Actually restore the Kubernetes snapshot
Now let’s go ahead and apply the yaml to restore our snapshot:
kubectl apply -f restore.yaml
This will recreate our PVC:
dnix@adminhost:~$ kubectl get pv,pvc NAME CAPACITY ACCESS MODES RECLAIM POLICY STATUS CLAIM STORAGECLASS REASON AGE persistentvolume/pvc-599f32b5-b8b0-4bb6-9431-d20adfe2edd1 10Gi RWO Delete Bound default/wordpress pure 94m persistentvolume/pvc-7dd75689-c5ca-4097-9e6c-df442e55b472 8Gi RWO Retain Released default/data-wordpress-mariadb-0 pure 94m persistentvolume/pvc-8acc9f1d-8778-450b-bd07-ad4d786edca6 10Gi RWO Delete Bound default/data-wordpress-mariadb-0 pure-block 5s NAME STATUS VOLUME CAPACITY ACCESS MODES STORAGECLASS AGE persistentvolumeclaim/data-wordpress-mariadb-0 Bound pvc-8acc9f1d-8778-450b-bd07-ad4d786edca6 10Gi RWO pure-block 5s persistentvolumeclaim/wordpress Bound pvc-599f32b5-b8b0-4bb6-9431-d20adfe2edd1 10Gi RWO pure 94m
The restore has recreated our PVC and also created a new PV, that was copied from our VolumeSnapshot object.
With that we are ready to spin our MariaDB back up again.
kubectl scale statefulset/wordpress-mariadb --replicas 1
This will restart the MariaDB POD, as shown below:
dnix@adminhost:~$ kubectl get pods NAME READY STATUS RESTARTS AGE wordpress-674b9bd667-7xf75 0/1 CrashLoopBackOff 7 95m wordpress-mariadb-0 0/1 ContainerCreating 0 4s
Wait for the pods to complete the start-up, which might take a few minutes:
dnix@adminhost:~$ kubectl get pods NAME READY STATUS RESTARTS AGE wordpress-674b9bd667-7xf75 1/1 Running 0 4m19s wordpress-mariadb-0 1/1 Running 0 5m43s
Now we can go back to our WordPress application and we’ll see that we’re back to the state when we created our initial snapshot.
Conclusion
That concludes our introduction to the use of snapshots and clones in Kubernetes.

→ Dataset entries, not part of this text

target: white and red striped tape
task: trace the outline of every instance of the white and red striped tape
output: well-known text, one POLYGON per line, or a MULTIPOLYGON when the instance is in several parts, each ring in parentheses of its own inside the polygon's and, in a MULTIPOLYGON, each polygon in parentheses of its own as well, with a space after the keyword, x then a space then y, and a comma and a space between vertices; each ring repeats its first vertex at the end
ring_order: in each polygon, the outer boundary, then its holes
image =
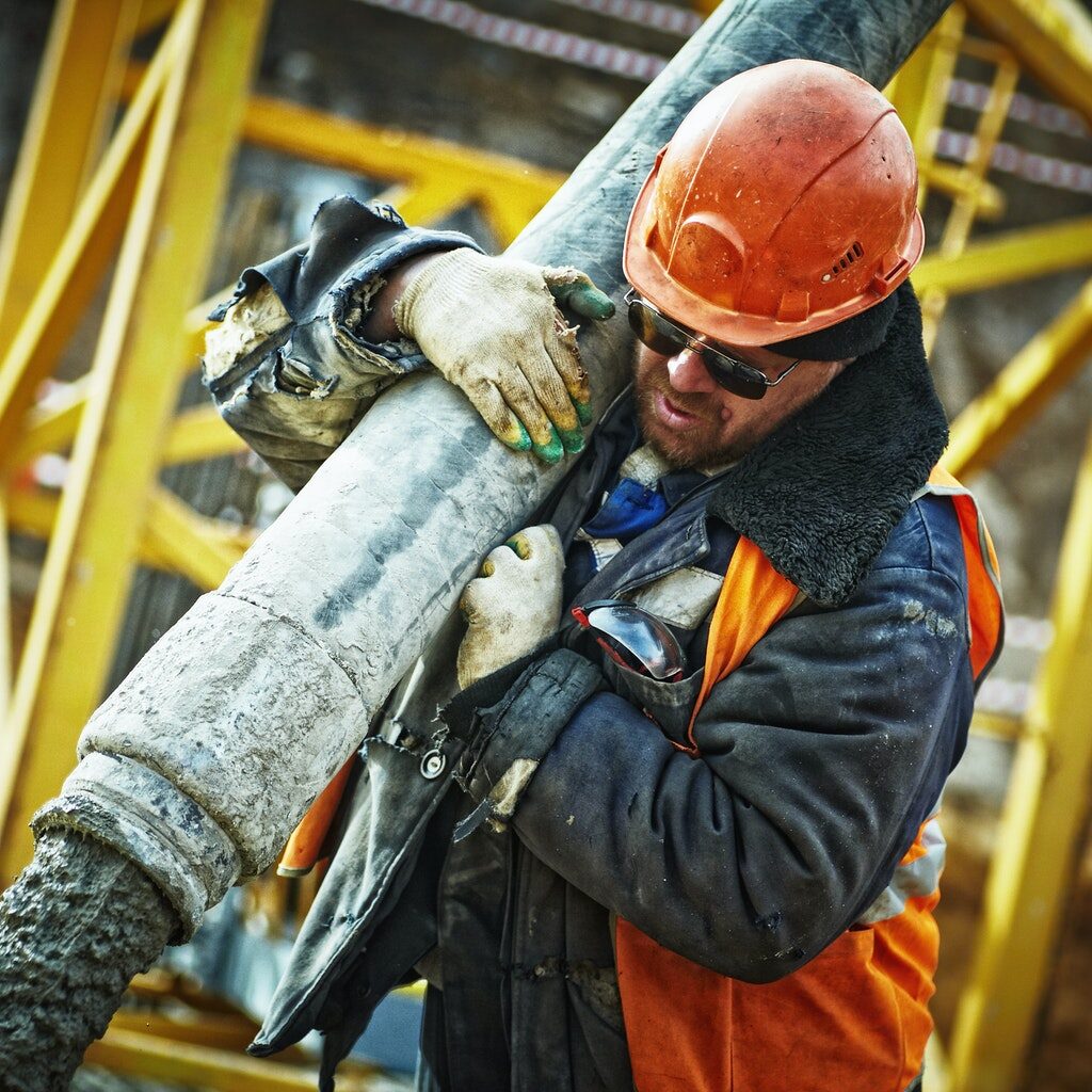
MULTIPOLYGON (((974 136, 951 129, 937 133, 937 155, 945 159, 968 163, 974 156, 974 136)), ((1026 152, 1016 144, 999 143, 989 162, 994 170, 1013 175, 1028 182, 1053 186, 1075 193, 1092 193, 1092 164, 1059 159, 1052 155, 1026 152)))
POLYGON ((585 38, 568 31, 539 26, 507 15, 482 11, 461 0, 359 0, 369 8, 411 15, 429 23, 450 27, 478 41, 508 46, 522 52, 568 61, 581 68, 628 76, 651 83, 667 64, 664 57, 640 49, 615 46, 610 43, 585 38))
MULTIPOLYGON (((358 0, 369 8, 408 15, 440 26, 447 26, 479 41, 519 49, 537 57, 567 61, 596 72, 605 72, 643 83, 654 80, 667 64, 667 58, 656 54, 617 46, 568 31, 539 26, 507 15, 495 15, 462 0, 358 0)), ((672 34, 689 35, 701 23, 700 17, 681 8, 655 0, 556 0, 595 14, 672 34)), ((952 80, 948 100, 956 106, 983 110, 989 102, 990 87, 971 80, 952 80)), ((1088 139, 1089 130, 1080 115, 1056 103, 1046 103, 1030 95, 1012 97, 1009 117, 1047 132, 1088 139)), ((937 154, 962 163, 974 149, 974 138, 943 129, 938 134, 937 154)), ((990 166, 1002 174, 1024 181, 1076 193, 1092 193, 1092 165, 1026 152, 1016 144, 1001 143, 994 150, 990 166)))

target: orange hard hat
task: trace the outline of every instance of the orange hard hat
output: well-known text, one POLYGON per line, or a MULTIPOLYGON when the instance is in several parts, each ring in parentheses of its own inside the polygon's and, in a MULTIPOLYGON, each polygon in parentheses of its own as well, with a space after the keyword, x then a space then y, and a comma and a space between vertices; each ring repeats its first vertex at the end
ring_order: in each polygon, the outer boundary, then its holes
POLYGON ((824 330, 922 254, 914 152, 891 104, 833 64, 786 60, 714 87, 656 156, 626 230, 630 284, 732 345, 824 330))

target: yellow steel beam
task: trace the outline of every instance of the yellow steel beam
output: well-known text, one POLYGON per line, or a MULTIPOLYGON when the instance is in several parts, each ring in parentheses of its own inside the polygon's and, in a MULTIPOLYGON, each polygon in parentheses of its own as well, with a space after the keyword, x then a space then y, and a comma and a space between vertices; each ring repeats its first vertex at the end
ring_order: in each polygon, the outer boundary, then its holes
POLYGON ((0 456, 0 465, 7 470, 25 466, 38 455, 68 448, 80 427, 86 400, 87 377, 83 377, 50 397, 48 405, 34 406, 22 434, 0 456))
POLYGON ((1077 373, 1092 354, 1092 280, 1006 365, 956 418, 943 464, 964 478, 1005 446, 1077 373))
POLYGON ((142 0, 136 26, 133 28, 134 36, 139 37, 162 26, 174 15, 177 8, 178 0, 142 0))
POLYGON ((1006 201, 1000 187, 984 178, 975 178, 966 167, 939 159, 919 159, 917 171, 922 192, 925 187, 931 186, 950 198, 970 198, 974 202, 975 215, 986 219, 1000 219, 1005 214, 1006 201))
POLYGON ((52 371, 114 257, 136 190, 151 118, 177 47, 177 32, 169 33, 110 141, 11 347, 0 359, 0 452, 14 444, 39 384, 52 371))
POLYGON ((0 487, 0 723, 11 700, 12 679, 11 572, 8 563, 8 497, 0 487))
POLYGON ((246 443, 224 424, 214 406, 198 406, 174 419, 163 448, 163 463, 193 463, 247 450, 246 443))
MULTIPOLYGON (((314 1070, 120 1028, 109 1028, 92 1043, 84 1061, 126 1077, 222 1092, 314 1092, 318 1081, 314 1070)), ((345 1092, 366 1092, 372 1081, 339 1077, 337 1087, 345 1092)))
POLYGON ((952 257, 927 253, 912 280, 919 293, 939 288, 954 295, 1090 264, 1092 216, 1077 216, 990 235, 952 257))
POLYGON ((1092 792, 1092 436, 1078 472, 1044 654, 986 886, 951 1042, 952 1092, 1021 1083, 1075 877, 1092 792))
POLYGON ((182 0, 49 543, 2 744, 0 881, 31 854, 109 668, 158 452, 178 392, 182 321, 199 296, 238 133, 263 0, 182 0), (128 509, 119 509, 119 501, 128 509))
POLYGON ((964 0, 992 37, 1092 122, 1092 16, 1078 0, 964 0))
MULTIPOLYGON (((129 67, 126 88, 134 85, 140 72, 139 64, 129 67)), ((422 183, 447 179, 461 199, 509 187, 537 209, 566 179, 560 171, 512 156, 367 124, 265 95, 251 96, 242 138, 274 152, 370 178, 422 183)))
POLYGON ((151 553, 202 591, 223 583, 253 537, 253 532, 236 524, 199 515, 166 489, 152 495, 145 524, 151 553))
POLYGON ((98 157, 139 0, 60 0, 0 230, 0 351, 45 278, 98 157))
MULTIPOLYGON (((972 180, 972 189, 969 193, 959 194, 952 202, 937 248, 941 258, 950 259, 960 254, 971 237, 971 228, 978 213, 977 188, 985 182, 994 149, 1000 140, 1005 119, 1009 116, 1009 105, 1020 79, 1020 67, 1010 55, 1002 51, 997 57, 996 63, 989 102, 975 127, 974 153, 964 168, 966 177, 972 180)), ((921 294, 921 302, 922 334, 926 352, 929 352, 936 341, 940 318, 948 306, 948 294, 940 288, 930 288, 921 294)))
POLYGON ((1005 739, 1011 743, 1019 739, 1023 732, 1023 721, 1019 716, 1007 713, 985 713, 975 710, 971 721, 971 731, 976 736, 987 736, 990 739, 1005 739))
POLYGON ((375 178, 449 178, 453 188, 463 192, 511 186, 539 206, 565 181, 565 175, 558 171, 509 156, 365 124, 264 96, 251 98, 242 132, 254 144, 375 178))
MULTIPOLYGON (((965 21, 962 7, 949 8, 885 90, 910 133, 917 162, 923 165, 934 162, 937 133, 948 108, 948 84, 956 71, 965 21)), ((925 206, 931 180, 933 176, 923 170, 918 180, 918 207, 925 206)))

We’ve seen how easy it is to create a snapshot directly from Kubernetes. Even though Kubernetes does not support restoring a snapshot over the original PersistentVolumeClaim, we’ve seen that we can easily restore the snapshot using the FlashArray GUI. Also we can use native Kubernetes commands to do the restore, so the Kubernetes user can handle the process al by him self.
I hope this blog has been useful, looking forward to see you in the next one!